# Tastatur-Eingabe mit SmallBasic/VisualBasic emulieren



## axel25 (5. August 2010)

Hallo Leute,
wie bereits gesagt, ich würde gerne wissen, ob und wie es möglich ist, mit Small-Basic (bevorzugt) oder Basic Tastatureingaben zu in einem Eingabefeld zu simulieren.

Und zwar habe ich einen kleinen Algorithmus geschrieben, der aus einer eingebenen Zahl über eine Berechnung (naja, wie sonst ) eine andere erstellt.

Nun würde ich gerne für die so erzeugten Codes ein "Entschlüsselnungs-Programm" nach der Brute Force-Methode (Ausprobieren aller möglichen Schlüssel) für die so erzeugten Zahlen schreiben (Falls ich meine so erzeigten Keys vergesse ).

Das wäre im Klartext etwa: 

Die Zahlen 1-999 werden umgewandelt, zur Entschlüsselung müsssen ebendiese durch den Algorithmus geschickt werden und nebenbei jedesmal nach der Berechnung der einzelnen Zahl in das Eingabenfeld gegeben werden inklusive Bestätigung.
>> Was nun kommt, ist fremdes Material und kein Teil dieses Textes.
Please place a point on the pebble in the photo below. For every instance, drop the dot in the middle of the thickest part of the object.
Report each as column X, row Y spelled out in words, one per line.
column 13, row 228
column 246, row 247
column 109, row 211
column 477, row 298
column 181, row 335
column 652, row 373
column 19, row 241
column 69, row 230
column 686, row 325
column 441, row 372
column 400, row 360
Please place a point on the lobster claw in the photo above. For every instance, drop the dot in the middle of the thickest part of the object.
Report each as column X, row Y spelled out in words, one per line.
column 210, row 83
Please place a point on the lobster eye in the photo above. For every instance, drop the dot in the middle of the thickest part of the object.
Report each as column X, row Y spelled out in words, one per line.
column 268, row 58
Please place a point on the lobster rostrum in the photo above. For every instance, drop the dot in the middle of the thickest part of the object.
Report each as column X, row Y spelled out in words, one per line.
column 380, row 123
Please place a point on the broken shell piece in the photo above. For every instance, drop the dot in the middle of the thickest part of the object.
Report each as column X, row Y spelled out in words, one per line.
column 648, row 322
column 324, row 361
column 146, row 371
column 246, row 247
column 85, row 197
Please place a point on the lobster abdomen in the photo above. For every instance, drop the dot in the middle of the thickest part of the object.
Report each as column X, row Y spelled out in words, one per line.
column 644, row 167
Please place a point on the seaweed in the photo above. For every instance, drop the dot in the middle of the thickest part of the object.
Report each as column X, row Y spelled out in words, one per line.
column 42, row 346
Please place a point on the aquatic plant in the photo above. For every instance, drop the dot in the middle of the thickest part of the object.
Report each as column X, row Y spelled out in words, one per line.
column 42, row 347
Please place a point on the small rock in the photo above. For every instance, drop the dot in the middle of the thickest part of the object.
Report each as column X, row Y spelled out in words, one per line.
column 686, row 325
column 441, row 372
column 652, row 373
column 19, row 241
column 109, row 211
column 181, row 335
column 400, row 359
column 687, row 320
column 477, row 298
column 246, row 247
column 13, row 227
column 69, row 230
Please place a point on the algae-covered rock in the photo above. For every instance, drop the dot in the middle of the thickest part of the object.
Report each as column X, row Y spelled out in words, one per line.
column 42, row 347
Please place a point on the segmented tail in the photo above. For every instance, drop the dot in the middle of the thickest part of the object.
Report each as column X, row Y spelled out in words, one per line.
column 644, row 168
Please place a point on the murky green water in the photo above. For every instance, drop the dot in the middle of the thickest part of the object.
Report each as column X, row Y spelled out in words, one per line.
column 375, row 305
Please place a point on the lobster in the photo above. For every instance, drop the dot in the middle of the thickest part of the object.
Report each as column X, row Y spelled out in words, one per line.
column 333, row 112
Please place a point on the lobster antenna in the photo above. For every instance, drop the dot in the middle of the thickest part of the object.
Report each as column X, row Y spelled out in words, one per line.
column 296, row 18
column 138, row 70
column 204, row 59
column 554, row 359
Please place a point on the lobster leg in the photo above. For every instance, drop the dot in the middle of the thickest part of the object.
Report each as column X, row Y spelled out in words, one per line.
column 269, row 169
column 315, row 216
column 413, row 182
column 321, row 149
Weiß zufällig jemand ein Programmbeispiel dafür?

Gruß
Alex


----------



## Puepue (6. August 2010)

hm wenn du weißt, wie die Lösung aussehen müsste, würd ich ne while-Schleife schreiben (kenn mich mit VisualBasic nicht aus, sollte es aber in allen Sprachen geben)
Aber das Problem ist halt bei Zahlen, dass ja alles die richtige Antwort sein könnte.

Vielleicht erzählst du mal was über den VERschlüsselungsalgorithmus?


----------